また日本の場合は営業部門が強いことが多く、「顧客情報がビジネス部門のみに留まり、なかなか開発部門に入ってこない」といった悩みを抱えている企業も少なくないという。

機能開発案ごとにスコアリングし、優先順位づけの参考にすることができる
機能開発案ごとにスコアリングし、優先順位づけの参考にするための機能も搭載。各アイデアに対しては、その裏付けとして関連する顧客フィードバックを紐づけることができる

Flyleでは集めた顧客の声を基に、プロダクト開発の方針を整理するための仕組みも搭載。顧客の声を参照しながら機能開発の企画ができる機能や、開発の優先度を決める際に役立つスコアリング機能などを備えている。

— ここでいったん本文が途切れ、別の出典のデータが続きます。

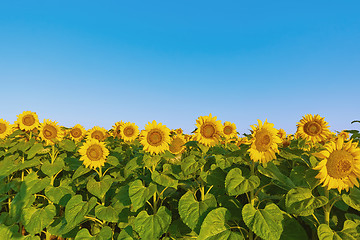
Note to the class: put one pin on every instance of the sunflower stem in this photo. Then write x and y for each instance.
(327, 208)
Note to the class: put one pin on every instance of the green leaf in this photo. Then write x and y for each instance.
(35, 220)
(300, 201)
(352, 199)
(35, 149)
(151, 227)
(51, 169)
(109, 214)
(292, 229)
(236, 184)
(193, 212)
(215, 226)
(274, 173)
(100, 188)
(59, 195)
(164, 180)
(76, 209)
(80, 171)
(266, 223)
(139, 194)
(325, 233)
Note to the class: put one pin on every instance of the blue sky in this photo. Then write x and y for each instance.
(99, 62)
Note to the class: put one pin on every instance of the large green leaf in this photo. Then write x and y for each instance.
(352, 199)
(151, 227)
(51, 169)
(215, 226)
(100, 188)
(236, 184)
(35, 220)
(266, 223)
(109, 214)
(164, 180)
(193, 212)
(300, 201)
(139, 194)
(76, 209)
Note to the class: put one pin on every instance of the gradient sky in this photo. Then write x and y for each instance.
(99, 62)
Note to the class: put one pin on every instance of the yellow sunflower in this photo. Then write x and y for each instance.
(229, 130)
(208, 130)
(177, 144)
(50, 132)
(77, 133)
(27, 121)
(129, 132)
(155, 138)
(5, 128)
(340, 167)
(116, 129)
(98, 133)
(93, 153)
(264, 142)
(313, 128)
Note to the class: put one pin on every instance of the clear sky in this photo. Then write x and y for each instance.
(99, 62)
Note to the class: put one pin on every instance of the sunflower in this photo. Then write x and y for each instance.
(93, 153)
(229, 130)
(50, 132)
(155, 138)
(98, 133)
(340, 167)
(77, 133)
(116, 129)
(27, 121)
(208, 130)
(264, 142)
(5, 128)
(129, 132)
(313, 128)
(177, 144)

「1つのツールを使うだけで、今まで業務プロセスを構築できていなかったプロダクトマネジメントのワークフローを簡単に構築できる点が(顧客から)選ばれる大きな理由になっています」

「フィードバックの管理や優先順位づけ、ロードマップの作成など多岐にわたるプロダクトマネジメンの業務の中の労働集約的な部分を効率化でき、属人的な業務については標準化できる。特に複数のプロダクトマネージャーが在籍し、チームで共通のプロセスで意思決定をしていくことが求められるフェーズで課題が大きくなり、Flyleを導入いただくケースが多いです」(財部氏)

開発ロードマップを表示することも可能
開発ロードマップを表示することも可能だ

これまではIT系の企業を中心に、ユーザベースやマネーフォワード、ディー・エヌ・エーといった上場企業からスタートアップまで100社以上にサービスを提供してきた。

ある企業ではスプレッドシートで管理していた顧客のフィードバックや機能開発の優先度づけなどをFlyleに切り替えることで、業務工数が約10分の1程度まで削減できたという。